5S.E. submits that Certas failed to provide notice within 10 business days, in accordance with s. 38(8) regarding a treatment plan submitted July 11, 2018 and denied on July 25, 2018. S.E.’s position is that pursuant to s. 38(11)(1), Certas is therefore prohibited from taking the position that S.E.’s injuries are subject to the MIG. I disagree with S.E.’s position.
6Section 38(8) requires the insurer to give notice within 10 business days of any services the insurer does not agree to pay for, including the medical and any other reasons they do not agree to pay for the services. There is no evidence that the notice did not comply with any of these s. 38 requirements.
7Certas submits, and the evidence put forth by both parties confirms, that the treatment plan was submitted on July 11, 2018 and was denied on July 25, 2018. As required by s. 38(8), Certas provided notice to S.E. on the 10th business day, that being July 25, 2018.
8Based on the evidence, I find Certas to be in compliance with s. 38(8), and therefore able to take the position that S.E.’s injuries are subject to the MIG.
ISSUES
9The issues to be determined are as follows:
i. Did S.E. sustain predominantly minor injuries as defined under the Schedule?
ii. Is the medical benefit for $3,355.20 for chiropractic services recommended by Alex Yu, chiropractor ($2,200 is pre-approved) submitted January 24, 2018 and denied February 6, 2018, reasonable and necessary?

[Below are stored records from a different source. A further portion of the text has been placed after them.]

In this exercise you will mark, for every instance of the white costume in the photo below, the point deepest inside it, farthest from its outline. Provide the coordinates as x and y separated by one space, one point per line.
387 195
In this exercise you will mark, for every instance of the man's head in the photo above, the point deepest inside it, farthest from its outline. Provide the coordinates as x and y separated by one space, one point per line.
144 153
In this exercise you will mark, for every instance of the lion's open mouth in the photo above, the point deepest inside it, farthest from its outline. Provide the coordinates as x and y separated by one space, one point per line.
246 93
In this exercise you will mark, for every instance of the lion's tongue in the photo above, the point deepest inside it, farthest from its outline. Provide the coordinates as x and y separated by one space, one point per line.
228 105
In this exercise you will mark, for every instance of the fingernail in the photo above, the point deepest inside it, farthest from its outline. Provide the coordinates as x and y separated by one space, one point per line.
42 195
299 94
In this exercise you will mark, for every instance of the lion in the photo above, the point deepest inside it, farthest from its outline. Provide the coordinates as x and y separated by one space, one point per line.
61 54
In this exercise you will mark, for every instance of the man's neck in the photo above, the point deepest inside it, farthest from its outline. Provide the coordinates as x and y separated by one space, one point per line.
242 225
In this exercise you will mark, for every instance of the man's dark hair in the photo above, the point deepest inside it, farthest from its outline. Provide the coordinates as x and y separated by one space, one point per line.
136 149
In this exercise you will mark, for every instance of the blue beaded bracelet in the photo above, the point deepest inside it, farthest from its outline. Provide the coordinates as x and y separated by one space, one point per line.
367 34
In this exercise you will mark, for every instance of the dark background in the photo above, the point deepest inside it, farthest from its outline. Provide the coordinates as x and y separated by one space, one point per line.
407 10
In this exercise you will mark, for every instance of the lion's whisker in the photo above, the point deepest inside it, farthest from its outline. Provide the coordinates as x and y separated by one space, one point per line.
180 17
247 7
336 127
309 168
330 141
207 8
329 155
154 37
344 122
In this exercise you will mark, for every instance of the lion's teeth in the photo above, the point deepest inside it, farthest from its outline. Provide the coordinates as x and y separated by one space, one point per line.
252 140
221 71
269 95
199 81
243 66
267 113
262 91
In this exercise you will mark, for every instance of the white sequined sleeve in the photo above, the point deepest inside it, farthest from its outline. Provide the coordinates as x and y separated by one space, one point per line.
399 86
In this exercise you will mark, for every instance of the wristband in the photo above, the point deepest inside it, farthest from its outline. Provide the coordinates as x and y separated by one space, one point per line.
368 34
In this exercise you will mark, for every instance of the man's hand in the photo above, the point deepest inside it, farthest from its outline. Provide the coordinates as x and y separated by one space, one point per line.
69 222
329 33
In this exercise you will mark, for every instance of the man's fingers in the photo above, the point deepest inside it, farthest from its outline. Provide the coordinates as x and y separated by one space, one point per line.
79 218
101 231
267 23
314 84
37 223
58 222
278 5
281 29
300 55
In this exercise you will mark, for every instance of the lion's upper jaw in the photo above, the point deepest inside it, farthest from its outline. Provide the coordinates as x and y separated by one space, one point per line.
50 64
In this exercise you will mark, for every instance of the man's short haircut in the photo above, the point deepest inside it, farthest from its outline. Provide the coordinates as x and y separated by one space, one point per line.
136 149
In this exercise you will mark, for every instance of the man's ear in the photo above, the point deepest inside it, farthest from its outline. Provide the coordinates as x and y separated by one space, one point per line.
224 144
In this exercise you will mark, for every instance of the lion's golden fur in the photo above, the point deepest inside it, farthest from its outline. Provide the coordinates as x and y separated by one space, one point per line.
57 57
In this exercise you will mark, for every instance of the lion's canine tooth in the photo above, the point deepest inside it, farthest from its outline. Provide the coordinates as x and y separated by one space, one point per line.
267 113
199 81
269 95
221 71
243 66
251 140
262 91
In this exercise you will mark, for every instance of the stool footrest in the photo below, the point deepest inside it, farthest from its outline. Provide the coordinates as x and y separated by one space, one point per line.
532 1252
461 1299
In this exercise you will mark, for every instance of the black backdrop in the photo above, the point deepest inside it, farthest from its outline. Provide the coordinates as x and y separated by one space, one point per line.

iii. Is the medical benefit for $3,643.68 for chiropractic services recommended by Kuldip Rakkar, chiropractor, submitted April 2, 2018 and denied April 10, 2018, reasonable and necessary?
iv. Is the medical benefit for $2,759.06 for chiropractic services recommended by Kuldip Rakkar, chiropractor, submitted May 30, 2018 and denied June 2, 2018, reasonable and necessary?
v. Is the medical benefit for $2,889.60 for chiropractic services recommended by Kuldip Rakkar, chiropractor, submitted August 13, 2018 and denied August 23, 2018, reasonable and necessary?
vi. Is the medical benefit for $1,920.53 for a psychological assessment recommended by Bruce Cook submitted April 11, 2018 and denied April 20, 2018, reasonable and necessary?
vii. Is the medical benefit for $4,463.96 for psychological services recommended by Bruce Cook submitted April 26, 2018 and denied May 2, 2018, reasonable and necessary?
viii. Is the medical benefit for $4,015.12 for psychological services recommended by Bruce Cook submitted July 11, 2018 and denied July 25, 2018, reasonable and necessary?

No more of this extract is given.